[RFC PATCH] KVM: Introduce KVM VIRTIO device

Mon Dec 18 02:58:40 UTC 2023

On Fri, Dec 15, 2023 at 02:23:48PM +0800, Tian, Kevin wrote:
> > From: Zhao, Yan Y <yan.y.zhao at intel.com>
> > Sent: Thursday, December 14, 2023 6:35 PM
> > 
> > - For host non-MMIO pages,
> >   * virtio guest frontend and host backend driver should be synced to use
> >     the same memory type to map a buffer. Otherwise, there will be
> >     potential problem for incorrect memory data. But this will only impact
> >     the buggy guest alone.
> >   * for live migration,
> >     as QEMU will read all guest memory during live migration, page aliasing
> >     could happen.
> >     Current thinking is to disable live migration if a virtio device has
> >     indicated its noncoherent state.
> >     As a follow-up, we can discuss other solutions. e.g.
> >     (a) switching back to coherent path before starting live migration.
> 
> both guest/host switching to coherent or host-only?
> 
> host-only certainly is problematic if guest is still using non-coherent.
Both.

> on the other hand I'm not sure whether the host/guest gfx stack is
> capable of switching between coherent and non-coherent path in-fly
> when the buffer is right being rendered.
> 
Yes. I'm also not sure about it. But it's an option though.

> >     (b) read/write of guest memory with clflush during live migration.
> 
> write is irrelevant as it's only done in the resume path where the
> guest is not running.
Given host write is with PAT WB and hardware is in no-snoop mode, is it
better to perform cache flush after host write?
(can do more investigation to check if it's necessary).
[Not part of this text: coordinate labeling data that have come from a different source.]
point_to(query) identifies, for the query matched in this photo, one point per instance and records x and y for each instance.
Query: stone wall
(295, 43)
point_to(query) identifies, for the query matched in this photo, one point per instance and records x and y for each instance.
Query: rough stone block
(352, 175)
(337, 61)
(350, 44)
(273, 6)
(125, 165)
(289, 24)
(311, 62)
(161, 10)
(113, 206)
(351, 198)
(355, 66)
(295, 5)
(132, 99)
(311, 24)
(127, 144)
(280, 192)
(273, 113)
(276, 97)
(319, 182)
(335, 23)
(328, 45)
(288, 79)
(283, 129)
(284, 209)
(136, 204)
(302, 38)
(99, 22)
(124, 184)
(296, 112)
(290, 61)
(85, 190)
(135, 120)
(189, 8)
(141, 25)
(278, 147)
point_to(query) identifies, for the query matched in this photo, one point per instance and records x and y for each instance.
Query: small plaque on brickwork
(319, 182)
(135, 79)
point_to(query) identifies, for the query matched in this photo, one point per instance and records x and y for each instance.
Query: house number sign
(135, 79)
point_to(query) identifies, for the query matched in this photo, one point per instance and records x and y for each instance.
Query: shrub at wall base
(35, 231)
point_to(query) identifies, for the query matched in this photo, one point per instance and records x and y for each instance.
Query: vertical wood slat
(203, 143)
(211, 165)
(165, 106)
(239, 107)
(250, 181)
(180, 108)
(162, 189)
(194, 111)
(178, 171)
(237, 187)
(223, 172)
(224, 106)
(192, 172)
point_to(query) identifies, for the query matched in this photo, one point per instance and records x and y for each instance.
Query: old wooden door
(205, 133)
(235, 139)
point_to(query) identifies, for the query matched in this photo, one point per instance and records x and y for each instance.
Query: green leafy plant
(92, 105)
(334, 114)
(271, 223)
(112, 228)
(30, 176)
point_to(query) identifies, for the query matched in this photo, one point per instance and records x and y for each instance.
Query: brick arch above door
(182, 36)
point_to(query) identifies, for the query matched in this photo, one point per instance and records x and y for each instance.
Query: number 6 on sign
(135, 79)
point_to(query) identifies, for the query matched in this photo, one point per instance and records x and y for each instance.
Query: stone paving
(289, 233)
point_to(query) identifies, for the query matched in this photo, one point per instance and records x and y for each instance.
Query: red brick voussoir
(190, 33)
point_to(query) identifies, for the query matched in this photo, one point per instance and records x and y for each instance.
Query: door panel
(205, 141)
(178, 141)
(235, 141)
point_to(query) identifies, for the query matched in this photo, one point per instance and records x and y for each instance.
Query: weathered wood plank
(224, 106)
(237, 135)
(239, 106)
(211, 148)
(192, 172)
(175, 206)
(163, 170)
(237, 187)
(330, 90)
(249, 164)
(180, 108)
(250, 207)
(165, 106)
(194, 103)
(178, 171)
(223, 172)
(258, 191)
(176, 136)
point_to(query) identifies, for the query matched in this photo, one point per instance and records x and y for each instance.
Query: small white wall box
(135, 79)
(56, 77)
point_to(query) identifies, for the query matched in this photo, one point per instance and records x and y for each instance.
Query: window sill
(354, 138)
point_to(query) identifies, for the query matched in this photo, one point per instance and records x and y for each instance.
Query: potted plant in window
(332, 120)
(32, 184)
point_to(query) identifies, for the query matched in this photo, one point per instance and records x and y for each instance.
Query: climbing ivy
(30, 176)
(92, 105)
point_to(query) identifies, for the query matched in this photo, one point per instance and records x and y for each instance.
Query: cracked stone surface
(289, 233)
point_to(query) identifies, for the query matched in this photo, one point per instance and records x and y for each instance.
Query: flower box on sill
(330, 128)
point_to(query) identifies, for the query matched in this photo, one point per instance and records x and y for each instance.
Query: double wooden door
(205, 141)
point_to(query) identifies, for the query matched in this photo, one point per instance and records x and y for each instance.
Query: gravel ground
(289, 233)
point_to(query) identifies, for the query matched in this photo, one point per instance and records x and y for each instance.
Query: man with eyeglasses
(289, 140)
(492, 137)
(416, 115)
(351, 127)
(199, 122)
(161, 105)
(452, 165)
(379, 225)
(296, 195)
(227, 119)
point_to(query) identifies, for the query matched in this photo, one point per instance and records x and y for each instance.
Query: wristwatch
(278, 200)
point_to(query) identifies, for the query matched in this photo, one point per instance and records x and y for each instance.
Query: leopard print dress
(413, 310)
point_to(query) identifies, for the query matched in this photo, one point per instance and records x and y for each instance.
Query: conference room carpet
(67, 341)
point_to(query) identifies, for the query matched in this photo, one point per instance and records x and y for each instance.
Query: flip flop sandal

BTW, there's also post-copy live migration, in which case the guest is
running :)

> 
> > 
> > Implementation Consideration
> > ===
> > There is a previous series [1] from google to serve the same purpose to
> > let KVM be aware of virtio GPU's noncoherent DMA status. That series
> > requires a new memslot flag, and special memslots in user space.
> > 
> > We don't choose to use memslot flag to request honoring guest memory
> > type.
> 
> memslot flag has the potential to restrict the impact e.g. when using
> clflush-before-read in migration? Of course the implication is to
> honor guest type only for the selected slot in KVM instead of applying
> to the entire guest memory as in previous series (which selects this
> way because vmx_get_mt_mask() is in perf-critical path hence not
> good to check memslot flag?)
>
I think checking memslot flag in itself is all right.
But memslot flag does not contain the memory type that host is using for
the memslot.
On the other hand, virtio GPU is not the only source of non-coherent DMAs.
Memslot flag way is not applicable to pass-through GPUs, due to lacking of
coordination between guest and host.

> > Instead we hope to make the honoring request to be explicit (not tied to a
> > memslot flag). This is because once guest memory type is honored, not only
> > memory used by guest virtio device, but all guest memory is facing page
> > aliasing issue potentially. KVM needs a generic solution to take care of
> > page aliasing issue rather than counting on memory type of a special
> > memslot being aligned in host and guest.
> > (we can discuss what a generic solution to handle page aliasing issue will
> > look like in later follow-up series).
> > 
> > On the other hand, we choose to introduce a KVM virtio device rather than
> > just provide an ioctl to wrap kvm_arch_[un]register_noncoherent_dma()
> > directly, which is based on considerations that
> 
> I wonder it's over-engineered for the purpose.
> 
> why not just introducing a KVM_CAP and allowing the VMM to enable?
As we hope to increase non-coherent DMA count on hot-plug of a non-coherent
device and decrease non-coherent DMA count on hot-unplug of the non-coherent
device, a KVM_CAP looks requiring user to maintain a ref count before turning
on/off, which is less desired. Agree?

> KVM doesn't need to know the exact source of requiring it...
Maybe we can use the source info in a way like this:
1. indicate the source is not a passthrough device
2. record relationship between GPA and memory type.

Then, if KVM knows non-coherent DMAs do not contain any passthrough 
devices, it can force a GPA's memory type (by ignoring guest PAT) to the
one specified by host (in 2), so as to avoid cache flush operations before
live migration.

If there are passthrough devices involved later, we can zap the EPT and
rebuild memory type to honor guest PAT, resorting to cache flush before
live migration to maintain coherency.